Türkiye’de yaklaşık 10 milyon engelli olduğu tahmin ediliyor, 2011 yılında yapılan “Nüfus ve Konut Araştırması” engelli verilerinin nüfus sayımıyla elde edilmesine örnek son araştırma, buna göre ülkede 4.882.481 engelli var. Bunların yalnızca 2,5 milyonu Ulusal Engelli Veri Sisteminde kayıtlı. Sistemli ve ayrıştırılmış veri tutmak özellikle deprem, afet durumlarında çok hayati. Bunu yalnızca bazı belediyeler yapıyor. Ayrıca engelliler homojen bir grup değil nörolojik ve fizyolojik çeşitliğin yanı sıra kadın engellilerin, LGBTİ+ engellilerin dertleri farklı. Dolayısıyla yalnızca engelli birimlerin kurulması yeterli değil, diğer politikalarla bütünleştirici bir bakışa ihtiyaç var.

Gelelim medyaya, katılımcıların deyimiyle medya “artırılmış ayrımcılığı” daha da artırıyor. Engelliler haberlerde ya yoksulluk, kader, istismar kurbanı ya kanatsız melek ya da “engelleri aşan” kahraman. Hak temelli bakış açısına sahip yayınlarda dahi engelli sorunları ihmal edilen bir alan. Engelli kadın ve çocuklara yönelik istismar haberlerinde çoğunlukla ihlal yeniden üretilen bir dille yazılıyor.

Dem Parti geçen ekim ayında bir manifestoyla engellilere ayrımcılığa karşı çıkmıştı. Daha önce HDP’nin hazırladığı çok yararlı “Engellilere Yönelik Ayrımcı Tabirler Raporu” yayınlamıştı. Şimdi de Diyarbakır, Van, Cizre gibi belediyelerde engelli daire başkanlıkları kuruyor, katılımcı bir yöntemle hazırladığı yönetmeliği bu hafta sonu sundu, hak savunucularının görüşlerini aldı. Umarım başka belediyelere de yayılır.

Sorunlara aşinayız ama çözümler konusuna belki uzağız.
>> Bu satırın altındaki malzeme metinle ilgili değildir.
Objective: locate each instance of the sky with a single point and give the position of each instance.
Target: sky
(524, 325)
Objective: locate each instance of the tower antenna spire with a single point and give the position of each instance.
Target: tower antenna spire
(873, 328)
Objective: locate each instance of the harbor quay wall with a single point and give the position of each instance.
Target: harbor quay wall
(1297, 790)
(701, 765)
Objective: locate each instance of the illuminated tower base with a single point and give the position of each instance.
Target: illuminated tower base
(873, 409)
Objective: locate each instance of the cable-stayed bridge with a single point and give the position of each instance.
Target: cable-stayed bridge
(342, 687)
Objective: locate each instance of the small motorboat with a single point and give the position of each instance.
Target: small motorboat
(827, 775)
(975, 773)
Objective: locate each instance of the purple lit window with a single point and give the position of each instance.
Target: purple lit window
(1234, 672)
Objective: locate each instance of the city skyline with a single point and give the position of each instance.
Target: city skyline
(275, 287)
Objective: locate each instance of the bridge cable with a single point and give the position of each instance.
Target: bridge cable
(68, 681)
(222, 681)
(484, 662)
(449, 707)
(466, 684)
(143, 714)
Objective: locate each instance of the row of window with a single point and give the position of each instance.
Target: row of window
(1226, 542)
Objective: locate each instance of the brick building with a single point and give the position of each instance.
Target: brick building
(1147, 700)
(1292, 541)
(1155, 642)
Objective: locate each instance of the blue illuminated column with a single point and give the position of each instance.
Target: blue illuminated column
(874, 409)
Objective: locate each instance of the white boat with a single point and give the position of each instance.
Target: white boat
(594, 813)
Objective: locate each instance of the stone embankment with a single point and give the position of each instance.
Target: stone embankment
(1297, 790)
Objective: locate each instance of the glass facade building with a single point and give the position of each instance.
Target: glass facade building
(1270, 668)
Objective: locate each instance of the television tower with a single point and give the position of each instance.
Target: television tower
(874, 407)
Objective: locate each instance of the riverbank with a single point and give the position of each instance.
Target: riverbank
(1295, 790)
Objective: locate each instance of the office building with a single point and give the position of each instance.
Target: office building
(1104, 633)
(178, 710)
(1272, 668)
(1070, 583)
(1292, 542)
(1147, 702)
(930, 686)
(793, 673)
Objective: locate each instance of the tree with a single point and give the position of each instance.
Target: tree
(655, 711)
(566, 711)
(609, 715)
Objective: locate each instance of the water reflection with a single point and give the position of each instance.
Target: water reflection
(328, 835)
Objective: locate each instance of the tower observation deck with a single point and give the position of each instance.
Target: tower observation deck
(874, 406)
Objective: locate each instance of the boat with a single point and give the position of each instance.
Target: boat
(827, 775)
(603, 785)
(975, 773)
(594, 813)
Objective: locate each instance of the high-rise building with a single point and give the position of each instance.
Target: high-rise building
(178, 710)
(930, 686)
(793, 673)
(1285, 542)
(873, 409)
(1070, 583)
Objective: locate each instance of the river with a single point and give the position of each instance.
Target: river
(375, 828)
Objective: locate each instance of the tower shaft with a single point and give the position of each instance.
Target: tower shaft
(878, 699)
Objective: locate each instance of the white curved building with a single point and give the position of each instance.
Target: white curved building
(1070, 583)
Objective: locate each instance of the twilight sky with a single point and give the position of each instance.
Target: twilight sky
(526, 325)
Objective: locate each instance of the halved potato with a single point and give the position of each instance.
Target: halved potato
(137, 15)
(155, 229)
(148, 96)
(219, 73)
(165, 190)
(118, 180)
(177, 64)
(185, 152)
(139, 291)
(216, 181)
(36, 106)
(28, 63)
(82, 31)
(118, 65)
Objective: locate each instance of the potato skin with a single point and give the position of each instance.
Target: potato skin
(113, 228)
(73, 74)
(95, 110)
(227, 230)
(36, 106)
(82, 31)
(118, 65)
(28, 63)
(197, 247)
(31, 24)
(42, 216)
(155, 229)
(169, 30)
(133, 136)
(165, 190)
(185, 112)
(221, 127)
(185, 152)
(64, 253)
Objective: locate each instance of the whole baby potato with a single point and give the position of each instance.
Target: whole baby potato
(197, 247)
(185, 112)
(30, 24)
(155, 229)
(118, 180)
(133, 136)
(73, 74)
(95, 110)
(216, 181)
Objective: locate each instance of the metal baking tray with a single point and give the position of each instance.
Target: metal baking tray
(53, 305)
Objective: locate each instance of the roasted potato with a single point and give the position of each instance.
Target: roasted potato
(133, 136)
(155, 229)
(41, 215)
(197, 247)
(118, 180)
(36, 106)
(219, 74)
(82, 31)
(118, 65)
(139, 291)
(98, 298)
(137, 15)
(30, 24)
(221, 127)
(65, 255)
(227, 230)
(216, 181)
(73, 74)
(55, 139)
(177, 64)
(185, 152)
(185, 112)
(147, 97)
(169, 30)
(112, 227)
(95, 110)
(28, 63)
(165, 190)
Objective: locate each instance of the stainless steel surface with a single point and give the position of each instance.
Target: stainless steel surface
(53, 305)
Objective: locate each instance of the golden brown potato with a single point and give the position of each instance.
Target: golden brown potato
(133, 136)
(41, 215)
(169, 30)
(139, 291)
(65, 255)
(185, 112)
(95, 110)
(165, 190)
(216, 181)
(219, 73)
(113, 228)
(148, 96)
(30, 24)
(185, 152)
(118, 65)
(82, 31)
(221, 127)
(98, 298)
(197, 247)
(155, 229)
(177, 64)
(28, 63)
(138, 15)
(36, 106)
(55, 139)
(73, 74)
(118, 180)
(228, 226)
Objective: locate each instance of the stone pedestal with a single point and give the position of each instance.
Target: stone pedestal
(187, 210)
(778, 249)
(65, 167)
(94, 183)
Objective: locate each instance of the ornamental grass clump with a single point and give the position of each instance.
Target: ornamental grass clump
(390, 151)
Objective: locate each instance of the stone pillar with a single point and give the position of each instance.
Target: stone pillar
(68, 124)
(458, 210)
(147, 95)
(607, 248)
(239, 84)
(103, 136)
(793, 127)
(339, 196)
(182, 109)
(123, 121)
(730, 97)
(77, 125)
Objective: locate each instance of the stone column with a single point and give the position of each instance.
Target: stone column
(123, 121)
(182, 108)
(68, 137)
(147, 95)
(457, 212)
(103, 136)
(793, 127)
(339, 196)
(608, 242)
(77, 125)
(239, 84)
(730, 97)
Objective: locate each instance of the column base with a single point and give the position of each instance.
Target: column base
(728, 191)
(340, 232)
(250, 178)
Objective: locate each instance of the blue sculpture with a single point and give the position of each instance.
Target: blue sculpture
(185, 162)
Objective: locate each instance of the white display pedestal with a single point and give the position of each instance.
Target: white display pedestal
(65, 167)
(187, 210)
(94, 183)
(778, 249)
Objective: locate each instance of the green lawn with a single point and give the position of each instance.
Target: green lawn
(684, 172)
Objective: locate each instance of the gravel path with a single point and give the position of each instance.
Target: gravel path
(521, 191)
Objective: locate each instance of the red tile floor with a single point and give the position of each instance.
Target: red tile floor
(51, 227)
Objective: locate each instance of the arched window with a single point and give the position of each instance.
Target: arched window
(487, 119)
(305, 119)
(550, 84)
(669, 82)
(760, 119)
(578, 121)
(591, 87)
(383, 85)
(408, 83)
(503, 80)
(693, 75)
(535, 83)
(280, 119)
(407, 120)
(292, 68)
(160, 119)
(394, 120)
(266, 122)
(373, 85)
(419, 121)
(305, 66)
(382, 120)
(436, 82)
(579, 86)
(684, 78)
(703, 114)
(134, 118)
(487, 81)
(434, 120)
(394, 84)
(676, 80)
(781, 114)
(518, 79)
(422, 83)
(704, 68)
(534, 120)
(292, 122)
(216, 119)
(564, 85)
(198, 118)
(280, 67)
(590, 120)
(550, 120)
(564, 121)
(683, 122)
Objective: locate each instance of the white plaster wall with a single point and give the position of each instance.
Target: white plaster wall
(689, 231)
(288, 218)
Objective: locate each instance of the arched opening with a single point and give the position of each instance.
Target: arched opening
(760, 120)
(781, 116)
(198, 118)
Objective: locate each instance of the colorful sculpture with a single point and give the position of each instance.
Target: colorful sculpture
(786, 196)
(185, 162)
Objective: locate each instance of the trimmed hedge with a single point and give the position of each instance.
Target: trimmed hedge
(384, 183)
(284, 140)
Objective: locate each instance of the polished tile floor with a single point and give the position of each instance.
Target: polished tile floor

Hata yapabiliriz ancak çıtamızı eşitliğe sabitlersek işimiz daha kolay. Engellilerin eşit yurttaşlar olarak, bağımsız bir şekilde, kaldırımlarda engellere takılmadan, kılavuz çizgilerini takip ederek yürüme, toplu taşımada sesli ve görüntülü uyarı sitemi, binalara ruhsat verirken erişilebilirlik şartı, fiziksel ya da nörolojik farklılıklarına göre değil bilgilerine, yeteneklerine göre çalışma hakkı talepleri var. Sevgi değil, haklarını istiyorlar. Haberciliğe bu temelden bakmak, yeni ihlaller yaratmamak için Engelli Kadın Derneği’nin “Engelli Ayrımcılığına Karşı Medya Dili Kılavuzu”nu da buraya bırakayım.